I also read about using MULTI as a "transaction" but it doesn't seem like it does what I want. Am I right that I can't really MULTI; HGET; {update}; HSET; EXEC since it doesn't even do the HGET before I issue the EXEC?
I also read about using WATCH and MULTI for optimistic concurrency, then retrying on failure. But WATCH only works on top-level keys. So it's back to SET/GET instead of HSET/HGET. And now I need a new index-like-thing to support getting all the values in a given cache.
If I understand it right, I can combine all these things to do the job. Something like:
while(!succeeded)
{
WATCH( "ServiceCache:Foo:" + theFoo.FooId );
WATCH( "ServiceCache:FooIndexByOwner:" + theFoo.OwnerId );
WATCH( "ServiceCache:FooIndexAll" );
MULTI();
SET ("ServiceCache:Foo:" + theFoo.FooId, JsonSerialize(theFoo));
SADD ("ServiceCache:FooIndexByOwner:" + theFoo.OwnerId, theFoo.FooId);
SADD ("ServiceCache:FooIndexAll", theFoo.FooId);
EXEC();
//TODO somehow set succeeded properly
}
Finally I'd have to translate this pseudocode into real code depending how my client library uses WATCH/MULTI/EXEC; it looks like they need some sort of context to hook them together.

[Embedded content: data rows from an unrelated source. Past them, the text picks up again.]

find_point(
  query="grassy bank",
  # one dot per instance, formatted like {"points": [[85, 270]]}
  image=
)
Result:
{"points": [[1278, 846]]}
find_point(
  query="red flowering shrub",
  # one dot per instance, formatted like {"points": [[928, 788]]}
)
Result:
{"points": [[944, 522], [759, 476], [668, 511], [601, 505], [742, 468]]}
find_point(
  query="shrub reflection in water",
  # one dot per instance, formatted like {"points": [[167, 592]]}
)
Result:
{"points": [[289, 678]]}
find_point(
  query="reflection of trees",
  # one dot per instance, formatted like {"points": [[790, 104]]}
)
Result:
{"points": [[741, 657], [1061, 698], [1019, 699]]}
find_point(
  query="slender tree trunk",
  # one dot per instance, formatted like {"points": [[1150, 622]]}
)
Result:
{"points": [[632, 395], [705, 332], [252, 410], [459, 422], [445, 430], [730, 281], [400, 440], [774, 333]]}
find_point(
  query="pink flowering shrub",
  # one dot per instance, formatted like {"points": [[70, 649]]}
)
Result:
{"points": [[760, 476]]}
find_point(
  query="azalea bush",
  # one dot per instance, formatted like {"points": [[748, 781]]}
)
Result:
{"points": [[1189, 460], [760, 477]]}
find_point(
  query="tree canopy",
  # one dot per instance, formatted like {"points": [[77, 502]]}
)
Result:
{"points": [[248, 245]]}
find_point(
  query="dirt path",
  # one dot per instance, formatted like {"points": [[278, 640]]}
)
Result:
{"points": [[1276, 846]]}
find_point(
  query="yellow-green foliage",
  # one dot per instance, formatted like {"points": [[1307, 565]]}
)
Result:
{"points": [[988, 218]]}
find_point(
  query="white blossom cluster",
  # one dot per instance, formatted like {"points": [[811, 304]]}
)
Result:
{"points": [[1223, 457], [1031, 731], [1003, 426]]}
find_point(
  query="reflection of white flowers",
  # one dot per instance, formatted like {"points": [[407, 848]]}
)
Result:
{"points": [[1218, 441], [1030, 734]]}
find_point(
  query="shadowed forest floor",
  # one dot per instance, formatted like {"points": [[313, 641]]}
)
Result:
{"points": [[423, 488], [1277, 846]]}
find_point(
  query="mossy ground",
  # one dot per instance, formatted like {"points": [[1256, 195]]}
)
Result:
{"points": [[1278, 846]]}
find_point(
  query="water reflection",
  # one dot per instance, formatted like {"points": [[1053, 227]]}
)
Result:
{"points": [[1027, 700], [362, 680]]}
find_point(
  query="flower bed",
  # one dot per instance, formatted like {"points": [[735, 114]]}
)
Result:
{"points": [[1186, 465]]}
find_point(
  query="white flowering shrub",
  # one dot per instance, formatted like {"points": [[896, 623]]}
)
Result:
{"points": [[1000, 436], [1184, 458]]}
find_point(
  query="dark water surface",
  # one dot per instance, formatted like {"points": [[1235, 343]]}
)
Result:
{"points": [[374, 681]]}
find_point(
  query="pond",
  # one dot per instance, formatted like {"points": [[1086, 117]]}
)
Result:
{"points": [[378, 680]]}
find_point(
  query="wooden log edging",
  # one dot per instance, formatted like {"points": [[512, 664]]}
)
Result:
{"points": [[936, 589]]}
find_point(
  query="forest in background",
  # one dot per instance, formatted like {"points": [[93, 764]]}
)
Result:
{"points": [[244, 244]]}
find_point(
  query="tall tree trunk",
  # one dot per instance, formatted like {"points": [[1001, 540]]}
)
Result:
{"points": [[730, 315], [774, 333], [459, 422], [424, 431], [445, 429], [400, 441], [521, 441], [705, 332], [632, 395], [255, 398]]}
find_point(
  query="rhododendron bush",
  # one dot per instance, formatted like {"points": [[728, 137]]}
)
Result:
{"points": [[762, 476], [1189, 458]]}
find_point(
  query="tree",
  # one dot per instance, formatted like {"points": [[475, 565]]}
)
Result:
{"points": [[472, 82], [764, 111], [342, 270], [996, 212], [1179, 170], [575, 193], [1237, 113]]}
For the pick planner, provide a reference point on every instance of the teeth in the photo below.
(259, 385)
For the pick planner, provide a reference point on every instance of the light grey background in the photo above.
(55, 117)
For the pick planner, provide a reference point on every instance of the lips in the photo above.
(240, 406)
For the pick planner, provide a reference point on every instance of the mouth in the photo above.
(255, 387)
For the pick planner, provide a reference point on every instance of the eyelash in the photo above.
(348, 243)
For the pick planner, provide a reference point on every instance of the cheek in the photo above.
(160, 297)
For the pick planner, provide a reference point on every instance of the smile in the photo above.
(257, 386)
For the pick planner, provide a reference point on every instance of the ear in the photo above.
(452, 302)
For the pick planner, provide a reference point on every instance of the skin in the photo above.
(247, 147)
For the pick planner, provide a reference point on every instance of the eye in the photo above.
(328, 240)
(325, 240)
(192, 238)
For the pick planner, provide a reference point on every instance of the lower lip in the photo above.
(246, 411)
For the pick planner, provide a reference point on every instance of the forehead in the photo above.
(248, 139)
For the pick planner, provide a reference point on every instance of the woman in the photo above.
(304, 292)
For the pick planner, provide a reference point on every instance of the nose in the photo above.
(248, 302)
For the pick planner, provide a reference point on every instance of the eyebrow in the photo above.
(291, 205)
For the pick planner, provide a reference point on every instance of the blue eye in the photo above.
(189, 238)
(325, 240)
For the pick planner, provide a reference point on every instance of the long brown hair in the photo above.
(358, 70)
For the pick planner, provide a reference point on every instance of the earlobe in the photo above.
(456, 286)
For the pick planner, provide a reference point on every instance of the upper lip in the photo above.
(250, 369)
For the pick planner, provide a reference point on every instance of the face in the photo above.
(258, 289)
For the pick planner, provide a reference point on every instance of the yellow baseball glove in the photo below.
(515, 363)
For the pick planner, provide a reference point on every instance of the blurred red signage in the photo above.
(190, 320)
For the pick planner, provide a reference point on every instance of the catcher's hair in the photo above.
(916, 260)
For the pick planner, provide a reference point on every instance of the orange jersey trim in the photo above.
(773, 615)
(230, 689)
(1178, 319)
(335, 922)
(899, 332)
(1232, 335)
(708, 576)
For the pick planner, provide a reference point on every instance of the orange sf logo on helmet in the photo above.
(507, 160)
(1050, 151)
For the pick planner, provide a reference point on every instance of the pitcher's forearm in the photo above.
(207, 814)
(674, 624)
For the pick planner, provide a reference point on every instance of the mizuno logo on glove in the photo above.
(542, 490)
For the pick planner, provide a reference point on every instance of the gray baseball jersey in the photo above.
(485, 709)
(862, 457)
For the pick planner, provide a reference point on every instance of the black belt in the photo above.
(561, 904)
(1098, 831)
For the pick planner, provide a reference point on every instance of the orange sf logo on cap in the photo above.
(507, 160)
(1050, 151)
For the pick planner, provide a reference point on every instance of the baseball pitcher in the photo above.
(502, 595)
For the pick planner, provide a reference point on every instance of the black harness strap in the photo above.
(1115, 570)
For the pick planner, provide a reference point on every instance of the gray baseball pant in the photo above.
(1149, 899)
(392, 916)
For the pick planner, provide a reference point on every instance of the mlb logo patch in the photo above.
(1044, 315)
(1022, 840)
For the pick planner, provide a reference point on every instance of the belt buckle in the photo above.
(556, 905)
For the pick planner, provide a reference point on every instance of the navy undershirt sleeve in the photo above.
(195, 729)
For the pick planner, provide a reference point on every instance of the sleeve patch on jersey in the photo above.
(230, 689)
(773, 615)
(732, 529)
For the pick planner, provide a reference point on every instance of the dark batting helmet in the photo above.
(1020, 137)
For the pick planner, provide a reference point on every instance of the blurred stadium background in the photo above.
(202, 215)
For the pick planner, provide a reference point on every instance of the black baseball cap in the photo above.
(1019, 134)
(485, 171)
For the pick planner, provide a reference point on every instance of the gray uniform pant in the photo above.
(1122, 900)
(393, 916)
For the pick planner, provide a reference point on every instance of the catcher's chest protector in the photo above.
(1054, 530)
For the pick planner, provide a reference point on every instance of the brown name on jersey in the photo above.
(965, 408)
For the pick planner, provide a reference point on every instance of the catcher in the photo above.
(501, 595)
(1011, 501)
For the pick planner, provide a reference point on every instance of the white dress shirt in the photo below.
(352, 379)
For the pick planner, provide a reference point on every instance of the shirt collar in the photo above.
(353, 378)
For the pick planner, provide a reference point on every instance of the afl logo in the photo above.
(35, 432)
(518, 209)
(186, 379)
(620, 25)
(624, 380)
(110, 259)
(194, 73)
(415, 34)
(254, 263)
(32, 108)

All in all this seems like a lot of complexity for what has to be a very common case;
I can't help but think there's a better, smarter, Redis-ish way to do things that I'm just not seeing.
How do I lock properly?
Even if I had no indexes, there's still a (probably rare) race condition.
A: HGET - cache miss
B: HGET - cache miss
A: SELECT
B: SELECT
A: HSET
C: HGET - cache hit
C: UPDATE
C: HSET
B: HSET ** this is stale data that's clobbering C's update.
Note that C could just be a really-fast A.
Again I think WATCH, MULTI, retry would work, but... ick.
I know in some places people use special Redis keys as locks for other objects. Is that a reasonable approach here?
Should those be top-level keys like ServiceCache:FooLocks:{Id} or ServiceCache:Locks:Foo:{Id}?
Or make a separate hash for them - ServiceCache:Locks with subkeys Foo:{Id}, or ServiceCache:Locks:Foo with subkeys {Id} ?
How would I work around abandoned locks, say if a transaction (or a whole server) crashes while "holding" the lock?
For your use case, you don't need to use watch. You simply use a multi + exec block and you'd have eliminated the race condition.
In pseudo code -
MULTI();
SET ("ServiceCache:Foo:" + theFoo.FooId, JsonSerialize(theFoo));
SADD ("ServiceCache:FooIndexByOwner:" + theFoo.OwnerId, theFoo.FooId);
SADD ("ServiceCache:FooIndexAll", theFoo.FooId);
EXEC();
This is sufficient because multi makes the following promise :
"It can never happen that a request issued by another client is served in the middle of the execution of a Redis transaction"
You don't need the watch and retry mechanism because you are not reading and writing in the same transaction.